Lei gli afferrò con una energica stretta il braccio sopra il gomito. — L’ho detto molte volte a Fred — replico impietosa. — E a me stessa.

Carr strizzò le palpebre. Il pavimento si stabilizzò sotto di lui: Jane gli prese uno dei bicchieri colmi. Lui ingurgitò una sorsata dall’altro.

— Una folle illusione potrebbe venir condivisa… — cominciò.

Lei si limitò a guardarlo.

— Ma se non siamo pazzi — continuò lui tormentandosi — cos’è che ha creato il mondo in questo modo? Sono state forse le macchine a contagiare gli uomini trasformandoli in cose simili a loro? Oppure il credo dell’uomo in un universo completamente materialistico l’ha ridotto così? Oppure… — esitò — il mondo è sempre stato così: un insignificante giocattolo meccanico?

Jane scrollò le spalle.

— Ma perché dovremmo essere noi quelli che si sono svegliati? — proseguì Carr con crescente agitazione. — Perché, fra tanti miliardi, dovremmo essere stati noi a sviluppare una mente e a diventare consapevoli?

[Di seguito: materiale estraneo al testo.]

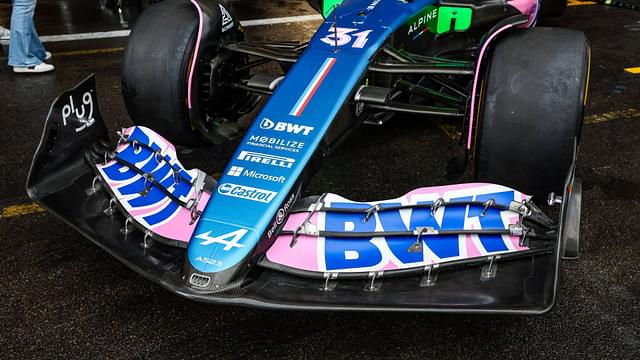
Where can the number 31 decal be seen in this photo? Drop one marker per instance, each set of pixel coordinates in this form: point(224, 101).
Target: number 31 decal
point(343, 36)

— Non lo so — lei rispose.

— Se soltanto sapessimo com’è accaduto a noi, potremmo avere qualche idea… — Carr la guardò. — Jane — disse — a te com’è successo? Qual è stata la prima volta che l’hai scoperto?

— È una lunga storia…

— Raccontamela.

— …e non sono sicura che spieghi qualcosa.

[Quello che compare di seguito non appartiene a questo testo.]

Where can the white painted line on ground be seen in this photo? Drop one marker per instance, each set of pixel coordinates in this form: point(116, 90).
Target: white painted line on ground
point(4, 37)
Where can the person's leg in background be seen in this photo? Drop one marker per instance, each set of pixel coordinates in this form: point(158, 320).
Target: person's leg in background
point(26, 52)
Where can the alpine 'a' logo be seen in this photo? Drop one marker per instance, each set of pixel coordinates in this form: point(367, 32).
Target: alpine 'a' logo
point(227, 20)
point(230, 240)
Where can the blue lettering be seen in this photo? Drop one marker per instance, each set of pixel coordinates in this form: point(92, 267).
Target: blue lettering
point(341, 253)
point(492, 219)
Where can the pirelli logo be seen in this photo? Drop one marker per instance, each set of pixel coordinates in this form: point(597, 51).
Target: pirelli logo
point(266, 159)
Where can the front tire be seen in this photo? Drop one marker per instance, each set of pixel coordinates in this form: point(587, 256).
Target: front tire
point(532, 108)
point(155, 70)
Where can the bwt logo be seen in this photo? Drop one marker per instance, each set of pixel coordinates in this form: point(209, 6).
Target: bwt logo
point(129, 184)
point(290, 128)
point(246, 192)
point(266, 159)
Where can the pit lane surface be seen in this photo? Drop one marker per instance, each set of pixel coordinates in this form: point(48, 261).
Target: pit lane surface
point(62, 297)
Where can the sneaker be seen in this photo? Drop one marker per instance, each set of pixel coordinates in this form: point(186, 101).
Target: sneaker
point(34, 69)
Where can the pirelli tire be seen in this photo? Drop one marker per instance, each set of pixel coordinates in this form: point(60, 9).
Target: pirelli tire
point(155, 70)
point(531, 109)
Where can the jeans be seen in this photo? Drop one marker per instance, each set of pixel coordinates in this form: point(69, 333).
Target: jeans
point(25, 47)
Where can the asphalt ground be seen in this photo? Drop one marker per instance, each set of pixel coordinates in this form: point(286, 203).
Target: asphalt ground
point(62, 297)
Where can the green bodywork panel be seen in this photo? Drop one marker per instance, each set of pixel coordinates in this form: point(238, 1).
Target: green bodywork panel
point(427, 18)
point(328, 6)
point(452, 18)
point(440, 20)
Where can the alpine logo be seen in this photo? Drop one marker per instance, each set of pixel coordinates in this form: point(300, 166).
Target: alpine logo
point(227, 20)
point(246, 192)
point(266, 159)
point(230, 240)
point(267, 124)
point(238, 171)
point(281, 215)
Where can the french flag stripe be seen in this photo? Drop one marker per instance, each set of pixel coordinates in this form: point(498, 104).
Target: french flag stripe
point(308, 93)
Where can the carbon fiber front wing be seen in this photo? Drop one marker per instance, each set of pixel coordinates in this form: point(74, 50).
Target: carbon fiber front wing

Lei lo guardò pensierosa. — D’accordo — annuì con voce sommessa. Si sedette sull’orlo del letto, con una sorta di gesto perentorio, e sorseggiò il suo bicchiere. — Devi pensare alla mia infanzia — cominciò — come a una educazione vuota, iperprotettiva, da classe media, in un appartamento in città. Devi pensarmi infelice, spaventata e sola, con poche amiche che giudicavo sciocche e ignoranti e allo stesso tempo più in gamba di me.

“E poi i miei genitori, creature fin troppo consuete alle quali ero molto attaccata, ma con i quali non avevo nessun vero contatto. Parevano vivere in maniera infelice una routine quotidiana sterile come la morte. Si eccitavano leggendo articoli di giornali che non avevano nulla a che fare con loro. Eppure erano ciechi davanti a migliaia di cose strane e sorprendenti che accadevano proprio davanti ai loro occhi.

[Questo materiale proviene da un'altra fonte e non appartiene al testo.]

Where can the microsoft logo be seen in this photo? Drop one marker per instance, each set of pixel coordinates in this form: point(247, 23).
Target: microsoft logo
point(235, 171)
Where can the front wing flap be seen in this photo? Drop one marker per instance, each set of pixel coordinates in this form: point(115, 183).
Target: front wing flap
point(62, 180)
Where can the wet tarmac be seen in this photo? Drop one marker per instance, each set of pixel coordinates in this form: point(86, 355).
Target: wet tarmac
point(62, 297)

“Il mondo intero era un mistero per me, e piuttosto brutto per giunta. Non sapevo cosa mai la gente cercasse, perché facevano le cose che facevano, a quali regole segrete obbedissero. Non sapevo che non c’erano né regole né finalità, soltanto movimenti meccanici. Avevo l’abitudine di fare lunghe passeggiate da sola, cercando di capire, lungo il fiume o nel parco.” Fece una pausa.

— È stato nel parco che ho incontrato l’ometto dalla pelle scura con gli occhiali.

Carr sollevò gli occhi a guardarla. — E adesso che cosa gli è successo? — chiese nervosamente.

Jane scrollò le spalle. — Non ne ho la più pallida idea. L’ultima volta che l’ho visto è quando sei venuto in biblioteca.

— Mi dicevi… l’hai incontrato per la prima volta nel parco.

— Non l’ho esattamente incontrato — lei rispose. — Avevo notato che mi osservava. Di solito da una certa distanza, da un altro sentiero del parco, o dall’altra parte del laghetto, o in mezzo a una folla. Si metteva a osservarmi, mi seguiva per un po’, e poi scompariva alla mia vista e rispuntava un po’ più in là. — Esitò. — Non avevo nessuna idea, naturalmente, che fosse già fuori della macchina, voglio dire dalla Vita, e attratto da me perché a volte potevo vederlo e perciò dovevo essere diventata semiconsapevole. Ma era sospettoso e impaurito al punto da voler essere ben sicuro di me.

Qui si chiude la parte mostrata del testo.